Soy Gets Boost & Nursery Crop Insurance

Soy Gets Boost & Nursery Crop Insurance

Soy Gets Boost & Nursery Crop Insurance plus Food Forethought. I'm Greg Martin with today's Northwest Report.

We grow a very wide variety of ag products here in the northwest, maybe more than anywhere else but one staple crop is just beginning here and that is soybeans. Producers here may want to take note that according to USDA Economist, Joe Glauber, soy may get a big acreage boost this year.

GLAUBER: We've been looking at a soybean/corn price ratio on futures of around 2.5 for the last month or so - even higher if you were to go back to January and before so I think this certainly explains a lot of the move into the soybeans that we've seen here.

Well USDA's Risk Management Agency is reminding Pacific Northwest nursery growers of the May 1, 2014, sales closing date for 2015 Nursery Multi-Peril Crop Insurance coverage. New policy applications may be filed at any time, however, all applications, including those for new or amended coverage, are subject to a 30-day waiting period before coverage begins. Current nursery policyholders may request changes in coverage and/or obtain the Pilot Nursery Grower's Price Endorsement (NGPE) in Oregon and Washington before the May 1 sales closing deadline. 

Now with today's Food Forethought, here's Lacy Gray.

Farm women across the Midwest as well as New York and South Carolina have come together to create CommonGround, a volunteer group that shares their stories about life on the farm and how food is grown and produced. They also answer questions about modern agriculture production, letting consumers know that "we don't have to fear our food". One of the CommonGround volunteers is Joan Ruskamp of Nebraska who's demonstration using M & M's to help explain the presence of hormones in foods has gone viral.

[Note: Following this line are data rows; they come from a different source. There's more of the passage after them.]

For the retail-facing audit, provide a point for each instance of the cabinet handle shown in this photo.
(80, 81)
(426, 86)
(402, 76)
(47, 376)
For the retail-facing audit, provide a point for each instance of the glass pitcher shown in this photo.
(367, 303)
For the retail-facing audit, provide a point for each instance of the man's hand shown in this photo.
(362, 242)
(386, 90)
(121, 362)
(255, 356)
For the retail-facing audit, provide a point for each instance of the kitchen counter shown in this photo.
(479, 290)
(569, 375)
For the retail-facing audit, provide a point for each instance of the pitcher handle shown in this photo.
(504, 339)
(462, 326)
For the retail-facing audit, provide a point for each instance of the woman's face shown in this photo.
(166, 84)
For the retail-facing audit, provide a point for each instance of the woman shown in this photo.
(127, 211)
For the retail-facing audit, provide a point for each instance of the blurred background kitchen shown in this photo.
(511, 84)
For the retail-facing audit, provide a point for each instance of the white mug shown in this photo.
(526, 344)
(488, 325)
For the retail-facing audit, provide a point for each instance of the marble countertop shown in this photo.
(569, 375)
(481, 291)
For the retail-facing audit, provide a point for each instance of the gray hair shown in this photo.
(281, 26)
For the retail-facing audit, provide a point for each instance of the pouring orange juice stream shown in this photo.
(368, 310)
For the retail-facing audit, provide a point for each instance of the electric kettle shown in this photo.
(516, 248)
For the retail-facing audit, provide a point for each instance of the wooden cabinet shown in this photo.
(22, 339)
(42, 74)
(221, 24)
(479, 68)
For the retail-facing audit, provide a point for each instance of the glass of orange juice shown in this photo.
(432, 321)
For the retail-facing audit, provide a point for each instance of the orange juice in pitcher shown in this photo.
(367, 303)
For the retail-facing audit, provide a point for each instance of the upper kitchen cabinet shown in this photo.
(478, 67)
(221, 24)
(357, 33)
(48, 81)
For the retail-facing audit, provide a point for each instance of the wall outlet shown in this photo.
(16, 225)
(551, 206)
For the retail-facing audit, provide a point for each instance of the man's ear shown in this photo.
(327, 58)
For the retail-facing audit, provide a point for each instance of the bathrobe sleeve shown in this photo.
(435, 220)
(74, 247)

Ruskamp stresses that hormones are a natural part of life and are in many of the foods we eat. Her presentation of canning jars with M & M's in them representing the number of hormones found in several different foods, from beef to peas to potatoes to eggs, is very interesting indeed. The jar representing the amount of hormones in a serving of beef has the least number of M & M's in it. To find out more about the CommonGround program visit findourcommonground.com. Hopefully this very important group will continue to grow and be represented by every state in the country. It's through volunteers and groups like this that consumers will hear the real story behind agriculture and the foods they eat.

Thanks Lacy. That's today's Northwest Report. I'm Greg Martin on the Ag Information Network.